Mitochondria are essential for neuronal health. In many neurodegenerative diseases, axonal mitochondria are the first ones to suffer, but it is not clear what makes axonal mitochondria so special. The fluidic pressure gradient in the chambers used in this protocol allows for the selective treatment of mitochondrion axons.
This leaves cell body processes undisturbed, and allows us to focus on axonal biology. We show here the depolarization of mitochondria with a membrane potential sensitive dye, but this method can be applied to many different neuronal cell types, and fluorescent readouts. To begin, place the coded six well plates in a sterile hood, and wash them twice with sterile double distilled water.
Allow the plates to dry in a tilted position for three to five minutes. Remove excess water by vacuum suction or pipetting. Then soak the microfluidic chamber in 80%ethanol.
Again, dry the microfluidic chamber for three to five minutes in a tilted position, and remove excess ethanol with a pipette tip. When completely dry, place the microfluidic chamber in the center of the well and the plate. Gently tap the microfluidic chamber at its borders and microgroove section in the middle for proper attachment to the glass plate.
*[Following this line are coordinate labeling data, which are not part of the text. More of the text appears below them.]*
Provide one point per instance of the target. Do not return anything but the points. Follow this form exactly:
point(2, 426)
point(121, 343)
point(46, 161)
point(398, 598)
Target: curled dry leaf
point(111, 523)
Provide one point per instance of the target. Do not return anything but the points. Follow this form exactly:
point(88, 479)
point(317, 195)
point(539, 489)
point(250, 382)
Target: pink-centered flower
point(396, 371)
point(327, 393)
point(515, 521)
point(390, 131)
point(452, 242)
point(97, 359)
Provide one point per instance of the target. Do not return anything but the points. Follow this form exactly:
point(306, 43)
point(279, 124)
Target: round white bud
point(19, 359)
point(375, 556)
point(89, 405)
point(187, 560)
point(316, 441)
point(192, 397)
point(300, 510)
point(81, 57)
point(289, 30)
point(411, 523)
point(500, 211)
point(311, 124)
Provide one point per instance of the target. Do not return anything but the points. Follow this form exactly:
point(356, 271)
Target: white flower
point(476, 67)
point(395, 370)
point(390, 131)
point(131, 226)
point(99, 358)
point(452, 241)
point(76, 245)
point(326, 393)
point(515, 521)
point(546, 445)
First, collect the desired number of dissociated hippocampal neurons in a 1.5 milliliter reaction tube. Centrifuge the tube at 1000 times G for four minutes at room temperature. Discard the supernatant, and resuspend the pellet in eight microliters of B-27 neuro basal media.
Then dispense the cell solution into the channel entrance of the microfluidic chamber. Tap on the back of the plate to assist the flow through the channel. Using a pipette, aspirate any remaining cell suspension at the exit of the channel.
Incubate the microfluidic chamber with cells for 15 to 20 minutes at 37 degrees Celsius and 5%carbon dioxide. Next, fill the top axonal well with 50 microliters of B-27 neurobasal media, and tap on the back of the plate to assist the flow. Fill each well on the soma side with 150 microliters of B-27 neurobasal media, creating a tension bubble on top.
Also fill both wells of the axonal side with 100 microliters of B-27 neurobasal media each. After seven to eight days of in-vitro culture, ensure that the axons have grown through the microgrooves, and extended into the axonal compartment. Wash the device by removing the B-27 neurobasal medium, and adding 100 microliters of pre-warmed imaging medium to the top wells of both the axonal and soma channels.
Let the medium flow through to the lower wells. Remove the medium from the lower wells, and any leftover medium from the top wells, and repeat with fresh medium, leaving the wells empty at the end of the wash. Then add 100 microliters of five nanomolar TMRE dilution to both the somatic and the axonal top wells.
Let the medium flow through both compartments, until there is an equal volume in all wells. Fill up with the TMRE containing medium. Select a region of interest in the somatic compartment, and follow it through the microgrooves into the axonal compartment.
Ensure that the micro grooves imaged in the somatic and axonal compartments are matched to each other. After changing the file name, acquire red fluorescence images using 561 nanometers excitation and 625 nanometers emission wavelengths. Ensure a volume difference between the soma and axonal chambers by checking the presence of a tension bubble on the somatic side.
Then remove the imaging medium from both wells of the axonal side, except for the medium inside the channel. To induce mitochondrial depolarization, add 160 microliters of 20 micromolar antimycin A diluted in the imaging medium to the top axonal well. Let it flow through the channel until there is an equal volume in both axonal wells.
Repeat the imaging, ensuring that the same positions are imaged as during the baseline acquisition, by identifying the microgrooves. Using this protocol, primary hippocampal neurons were grown in microfluidic devices, followed by mitochondrial staining with a membrane sensitive dye, TMRE. Homogenous staining of mitochondria was observed on both sides of the microgrooves, but not in the middle.
Upon addition of antimycin A to the axonal side, somal mitochondria retained the TMRE signal, whereas the fluorescence was lost from the axonal Mitochondria Ensure that no moisture is left in the well or on the device before you assemble the device. Otherwise, the chambers will not be sealed. Using this method, we can study the effects of loss of mitochondrial function in the axon and local functions, as well as its influence on retrograde signaling and global cell survival.
Mitochondrial biogenesis was long been thought to happen exclusively in the cell body. This method allowed us to reveal that axonal mitochondria damage required local translation of the short of protein PINK1.